Structural variation assessment

IGV92 was used to visually inspect many structural variations. We also examined known structural variations for their presence in the 8 genomes and our data confirmed the 40Kb Williams 82-specific insertion on Chromosome 15 (Supplementary Fig. 1)7,26, the I-locus inversion event (Supplementary Fig. 2)26 and the large deletion (~15Kb) affecting the E3 gene (Supplementary Fig. 3)27.

Usage Notes

Identifying variations in known genes

The resources generated in this dataset allows one to search for genomic variations in genes of interest. For instance, we were able to identify nonsense mutations in the E2 gene as well as frameshift indels in J and FT1b (Supplementary Fig. 3). These resources, such as the indel found in FT1b, has not been characterized before and provide candidate alleles for further soybean research.

PAV gene screening

As more soybean genomic resources become available, one can take a pan-genome approach to identify genomic variations that are unique or shared between different soybean accessions. As a demonstration, we included 5 additional soybean genomes (ZH1328, W0526, Lee3, PI4834633, W823) to identify genomic variations that are shared in a subset of the genomes (Fig. 2). These 5 genomes were chosen for their genome assembly quality, which were improved using sequencing technologies with longer reads. We identified 60 genes that were found in 3 wild soybeans but missing or truncated in the other 10 cultivated soybeans and 185 genes found missing or truncated in all 3 wild soybeans (Supplementary Table 3). Analyses such as this could generate additional resources to further soybean research and crop improvement.

Fig. 2
figure 2

Genomic variations of 12 soybeans compared to IGA1008 genome.

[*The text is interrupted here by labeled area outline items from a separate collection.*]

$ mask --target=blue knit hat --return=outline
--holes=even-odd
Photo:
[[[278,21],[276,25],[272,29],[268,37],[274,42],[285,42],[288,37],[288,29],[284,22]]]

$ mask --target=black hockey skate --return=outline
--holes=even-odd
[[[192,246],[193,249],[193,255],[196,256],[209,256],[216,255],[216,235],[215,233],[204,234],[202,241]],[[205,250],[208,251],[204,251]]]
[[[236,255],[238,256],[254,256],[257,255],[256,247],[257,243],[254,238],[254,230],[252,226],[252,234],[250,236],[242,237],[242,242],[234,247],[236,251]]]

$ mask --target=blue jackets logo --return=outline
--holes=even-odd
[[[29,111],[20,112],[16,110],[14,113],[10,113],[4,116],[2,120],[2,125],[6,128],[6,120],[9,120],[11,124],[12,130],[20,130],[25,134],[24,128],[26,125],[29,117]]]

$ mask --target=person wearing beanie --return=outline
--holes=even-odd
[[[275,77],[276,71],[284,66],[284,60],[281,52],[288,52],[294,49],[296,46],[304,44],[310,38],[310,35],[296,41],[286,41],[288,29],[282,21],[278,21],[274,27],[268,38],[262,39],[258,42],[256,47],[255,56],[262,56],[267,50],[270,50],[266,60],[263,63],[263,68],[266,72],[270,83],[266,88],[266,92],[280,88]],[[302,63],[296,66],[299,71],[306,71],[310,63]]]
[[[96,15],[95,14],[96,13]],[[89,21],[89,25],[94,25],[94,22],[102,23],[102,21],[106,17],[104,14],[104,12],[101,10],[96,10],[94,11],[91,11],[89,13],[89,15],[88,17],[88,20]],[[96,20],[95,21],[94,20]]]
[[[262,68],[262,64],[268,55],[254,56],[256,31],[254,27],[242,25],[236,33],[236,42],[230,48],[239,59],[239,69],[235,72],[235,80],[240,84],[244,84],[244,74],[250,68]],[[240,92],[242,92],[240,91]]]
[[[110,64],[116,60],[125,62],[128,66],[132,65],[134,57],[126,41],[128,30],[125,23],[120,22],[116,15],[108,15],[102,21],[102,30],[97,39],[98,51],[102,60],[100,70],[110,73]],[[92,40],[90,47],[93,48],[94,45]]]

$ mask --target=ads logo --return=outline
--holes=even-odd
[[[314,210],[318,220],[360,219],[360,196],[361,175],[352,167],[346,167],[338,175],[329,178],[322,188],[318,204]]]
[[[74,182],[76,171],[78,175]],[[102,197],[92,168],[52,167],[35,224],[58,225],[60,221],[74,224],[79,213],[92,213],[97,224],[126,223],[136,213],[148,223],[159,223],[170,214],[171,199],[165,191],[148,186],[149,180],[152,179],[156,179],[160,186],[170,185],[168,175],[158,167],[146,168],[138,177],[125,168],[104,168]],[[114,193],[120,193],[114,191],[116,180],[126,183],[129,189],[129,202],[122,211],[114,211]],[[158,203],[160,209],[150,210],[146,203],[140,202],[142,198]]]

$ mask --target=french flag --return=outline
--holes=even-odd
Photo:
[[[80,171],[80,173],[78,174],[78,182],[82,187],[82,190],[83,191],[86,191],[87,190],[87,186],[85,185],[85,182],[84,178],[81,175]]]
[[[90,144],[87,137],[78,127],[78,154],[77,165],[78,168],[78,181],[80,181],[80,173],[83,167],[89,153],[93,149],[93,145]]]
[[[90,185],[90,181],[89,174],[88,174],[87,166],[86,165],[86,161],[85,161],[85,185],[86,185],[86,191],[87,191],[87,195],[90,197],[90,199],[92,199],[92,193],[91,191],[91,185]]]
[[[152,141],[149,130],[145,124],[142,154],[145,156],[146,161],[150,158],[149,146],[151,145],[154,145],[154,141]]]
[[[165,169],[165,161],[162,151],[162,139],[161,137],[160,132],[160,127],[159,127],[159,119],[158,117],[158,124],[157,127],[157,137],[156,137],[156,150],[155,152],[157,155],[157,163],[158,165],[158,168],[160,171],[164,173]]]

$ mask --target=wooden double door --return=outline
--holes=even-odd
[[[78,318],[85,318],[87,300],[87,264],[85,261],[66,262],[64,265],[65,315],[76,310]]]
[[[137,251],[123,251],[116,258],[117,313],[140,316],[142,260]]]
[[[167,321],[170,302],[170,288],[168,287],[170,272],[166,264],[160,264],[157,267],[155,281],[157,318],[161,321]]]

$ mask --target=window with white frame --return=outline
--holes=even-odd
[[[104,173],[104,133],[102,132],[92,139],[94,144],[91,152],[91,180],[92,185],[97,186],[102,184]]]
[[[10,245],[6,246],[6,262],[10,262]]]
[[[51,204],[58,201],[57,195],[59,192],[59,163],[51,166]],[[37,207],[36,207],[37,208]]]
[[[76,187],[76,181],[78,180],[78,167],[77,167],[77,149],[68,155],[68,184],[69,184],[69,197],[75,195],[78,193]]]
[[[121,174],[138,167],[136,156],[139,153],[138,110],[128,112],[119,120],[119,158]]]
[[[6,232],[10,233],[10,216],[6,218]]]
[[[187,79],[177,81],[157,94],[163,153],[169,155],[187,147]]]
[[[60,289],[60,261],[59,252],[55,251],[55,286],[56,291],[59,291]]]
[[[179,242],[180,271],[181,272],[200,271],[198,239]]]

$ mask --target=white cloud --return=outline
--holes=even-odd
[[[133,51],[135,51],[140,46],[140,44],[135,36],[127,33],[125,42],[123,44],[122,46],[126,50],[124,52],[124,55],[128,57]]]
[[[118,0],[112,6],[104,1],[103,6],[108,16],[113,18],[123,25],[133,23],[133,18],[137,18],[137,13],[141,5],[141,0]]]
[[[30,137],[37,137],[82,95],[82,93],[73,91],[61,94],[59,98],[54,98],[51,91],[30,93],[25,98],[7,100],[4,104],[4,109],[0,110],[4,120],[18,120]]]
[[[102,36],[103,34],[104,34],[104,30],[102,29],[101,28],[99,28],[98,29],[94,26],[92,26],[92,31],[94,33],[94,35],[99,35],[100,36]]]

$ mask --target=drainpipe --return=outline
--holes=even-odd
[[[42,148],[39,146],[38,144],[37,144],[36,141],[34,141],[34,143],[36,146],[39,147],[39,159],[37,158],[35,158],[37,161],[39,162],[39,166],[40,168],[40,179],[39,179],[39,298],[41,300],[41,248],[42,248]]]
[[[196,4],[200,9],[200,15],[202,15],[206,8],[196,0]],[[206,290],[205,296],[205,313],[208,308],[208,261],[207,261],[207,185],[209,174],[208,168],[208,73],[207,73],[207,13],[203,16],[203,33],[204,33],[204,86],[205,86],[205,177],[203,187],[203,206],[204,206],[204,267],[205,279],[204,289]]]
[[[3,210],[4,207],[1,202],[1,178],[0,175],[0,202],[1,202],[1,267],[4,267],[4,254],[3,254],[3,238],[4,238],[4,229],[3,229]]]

The rings are in the following order from outer-most to inner-most: IGA1008 chromosomes (navy blue), PAV regions with dark red representing PV and dark green representing AV, a set of blue histograms represent SNP density in 400Kb window, the set of orange histograms represent small indel density in 400Kb window, the set of green histograms represent the large indel sizes, the inner-most set of dark blue highlights represent inversions. Each set depicts the variation of 12 soybeans ordered from outside to inside: IGA1001, IGA1002, IGA1003, IGA1004, IGA1005, IGA1006, IGA1007, ZH13, W05, Lee, PI483463, W82_v4.